Méthode des 6 chapeaux de Bono :  Guide complet pour résoudre vos problèmes en équipe

Méthode des 6 chapeaux de Bono : Guide complet pour résoudre vos problèmes en équipe

Votre équipe arrive ! Mais ce que vous redoutez se produit. Deux équipes s’affrontent : les optimistes d’un côté et les pessimistes prêts à réduire à néant chaque idée novatrice. Résultat : un débat chaotique, aucune décision prise et une frustration générale.

Cette situation, tous les managers la connaissent un jour ou l’autre. Des égos surdimensionnés semblent mener la danse ou du moins bloquer toute avancée majeure.
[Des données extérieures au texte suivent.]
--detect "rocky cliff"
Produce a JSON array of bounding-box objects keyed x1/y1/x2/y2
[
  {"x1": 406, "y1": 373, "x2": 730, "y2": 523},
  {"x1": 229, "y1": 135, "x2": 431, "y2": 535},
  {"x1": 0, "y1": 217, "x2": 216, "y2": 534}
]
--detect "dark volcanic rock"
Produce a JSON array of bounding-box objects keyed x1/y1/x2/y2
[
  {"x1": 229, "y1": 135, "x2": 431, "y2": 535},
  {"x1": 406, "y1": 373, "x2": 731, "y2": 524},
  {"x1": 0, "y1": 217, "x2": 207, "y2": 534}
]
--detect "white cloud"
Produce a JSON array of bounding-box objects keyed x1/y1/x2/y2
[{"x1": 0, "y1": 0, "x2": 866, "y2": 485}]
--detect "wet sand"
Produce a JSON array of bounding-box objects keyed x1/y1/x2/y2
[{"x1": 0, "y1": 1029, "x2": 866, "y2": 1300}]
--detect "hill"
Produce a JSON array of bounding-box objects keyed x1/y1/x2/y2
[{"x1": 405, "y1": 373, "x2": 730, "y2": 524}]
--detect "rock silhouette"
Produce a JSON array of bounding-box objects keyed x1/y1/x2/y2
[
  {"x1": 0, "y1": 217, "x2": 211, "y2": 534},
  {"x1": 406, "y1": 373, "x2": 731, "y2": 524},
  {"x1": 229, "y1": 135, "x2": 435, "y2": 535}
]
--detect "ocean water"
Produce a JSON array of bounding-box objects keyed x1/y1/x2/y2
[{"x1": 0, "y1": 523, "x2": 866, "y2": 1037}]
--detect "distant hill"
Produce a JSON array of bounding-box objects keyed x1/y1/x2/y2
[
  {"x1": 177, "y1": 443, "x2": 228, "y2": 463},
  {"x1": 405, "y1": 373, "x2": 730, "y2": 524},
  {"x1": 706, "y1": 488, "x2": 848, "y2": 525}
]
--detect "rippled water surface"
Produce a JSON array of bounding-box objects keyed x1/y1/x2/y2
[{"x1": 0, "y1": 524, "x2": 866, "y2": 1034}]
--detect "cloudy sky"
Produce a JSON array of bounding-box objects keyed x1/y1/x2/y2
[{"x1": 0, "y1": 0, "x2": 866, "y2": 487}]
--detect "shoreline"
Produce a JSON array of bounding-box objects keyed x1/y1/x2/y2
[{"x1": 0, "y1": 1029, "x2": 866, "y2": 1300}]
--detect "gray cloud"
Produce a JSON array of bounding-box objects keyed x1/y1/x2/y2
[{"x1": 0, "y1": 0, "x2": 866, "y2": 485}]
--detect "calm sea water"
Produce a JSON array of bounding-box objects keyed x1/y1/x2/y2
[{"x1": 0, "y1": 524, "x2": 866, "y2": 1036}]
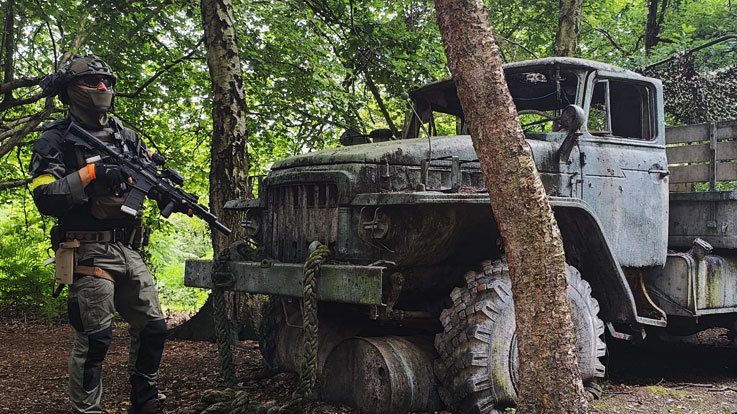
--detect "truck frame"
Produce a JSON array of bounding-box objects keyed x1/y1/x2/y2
[{"x1": 185, "y1": 58, "x2": 737, "y2": 413}]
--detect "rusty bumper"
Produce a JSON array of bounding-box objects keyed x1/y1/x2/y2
[{"x1": 184, "y1": 260, "x2": 385, "y2": 305}]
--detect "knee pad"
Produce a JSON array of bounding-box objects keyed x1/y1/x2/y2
[
  {"x1": 136, "y1": 319, "x2": 166, "y2": 374},
  {"x1": 82, "y1": 326, "x2": 113, "y2": 391}
]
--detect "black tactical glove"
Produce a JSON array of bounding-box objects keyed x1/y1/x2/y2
[{"x1": 95, "y1": 163, "x2": 130, "y2": 187}]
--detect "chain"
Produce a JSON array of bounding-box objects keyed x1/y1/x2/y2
[
  {"x1": 185, "y1": 242, "x2": 330, "y2": 414},
  {"x1": 638, "y1": 53, "x2": 737, "y2": 124}
]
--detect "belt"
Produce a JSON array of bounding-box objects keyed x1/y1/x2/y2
[
  {"x1": 64, "y1": 228, "x2": 132, "y2": 244},
  {"x1": 74, "y1": 266, "x2": 115, "y2": 283}
]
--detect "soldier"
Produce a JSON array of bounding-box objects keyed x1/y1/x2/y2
[{"x1": 30, "y1": 55, "x2": 166, "y2": 414}]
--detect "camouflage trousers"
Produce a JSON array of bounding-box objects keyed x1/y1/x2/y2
[{"x1": 68, "y1": 242, "x2": 166, "y2": 413}]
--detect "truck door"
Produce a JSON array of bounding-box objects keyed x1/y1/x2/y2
[{"x1": 579, "y1": 71, "x2": 668, "y2": 267}]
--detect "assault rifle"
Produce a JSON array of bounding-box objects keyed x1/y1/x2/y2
[{"x1": 64, "y1": 121, "x2": 230, "y2": 235}]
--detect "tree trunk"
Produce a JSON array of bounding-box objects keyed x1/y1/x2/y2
[
  {"x1": 435, "y1": 0, "x2": 587, "y2": 414},
  {"x1": 202, "y1": 0, "x2": 249, "y2": 246},
  {"x1": 553, "y1": 0, "x2": 583, "y2": 56},
  {"x1": 645, "y1": 0, "x2": 668, "y2": 54},
  {"x1": 170, "y1": 0, "x2": 257, "y2": 339}
]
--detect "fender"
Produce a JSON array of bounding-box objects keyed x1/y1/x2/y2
[{"x1": 550, "y1": 197, "x2": 666, "y2": 326}]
Et le manager, lui, s’enlise dans une situation peu confortable.

Et si la solution existait ?

Laissez-moi vous présenter les chapeaux de Bono !

Qu’est-ce que les chapeaux de Bono ?

Sur l’île de Malte, le psychologue Edward de Bono imagine une technique pour régler tout type de problème. Sauf qu’il y a autant de difficultés qu’il y a de personne. Mais surtout, nous pensons tous différemment. Et quand arrive le moment de résoudre un problème, nos pensées et nos émotions prennent le dessus sur le bon sens.

Alors lui vient l’idée de séquencer notre pensée… une pensée à la fois (ou plus exactement un chapeau après l’autre).

La pensée latérale prend vie. On est en 1985.

Comment utiliser la méthode des six chapeaux de Bono dans la résolution de problèmes ?

On va diviser la recherche de solution en six phases représentées par les 6 chapeaux.

Concrètement, chaque participant va porter un chapeau, puis va réfléchir à la problématique posée selon la façon de penser du chapeau.

Une séquence = une couleur de chapeau

Il n’existe pas d’ordre d’utilisation des chapeaux. Alors, si une couleur vous plait plus qu’une autre, let’s go ! Mais tous les participants doivent revêtir la même couleur de chapeau durant toute la séquence.

Chapeau blanc : les faits

À l’instant où vous et votre équipe revêtez le chapeau blanc, vous devenez neutre. Aucun sentiment, aucune émotion. Ici la règle d’or c’est les faits et rien que les faits.

Posez les informations connues, les chiffres exacts. Pas d’approximatif.

Vous enquêtez tel Sherlock Holmes à la recherche d’indice :

  • Que disent les faits ?
  • Quels chiffres avons-nous ?
  • Qu’ignore-t-on ?

Par exemple : « Le Chiffre d’affaires est en baisse de 7 % sur le dernier trimestre. Le taux de satisfaction client vient de passer de 9,3/10 à 8,9/10.»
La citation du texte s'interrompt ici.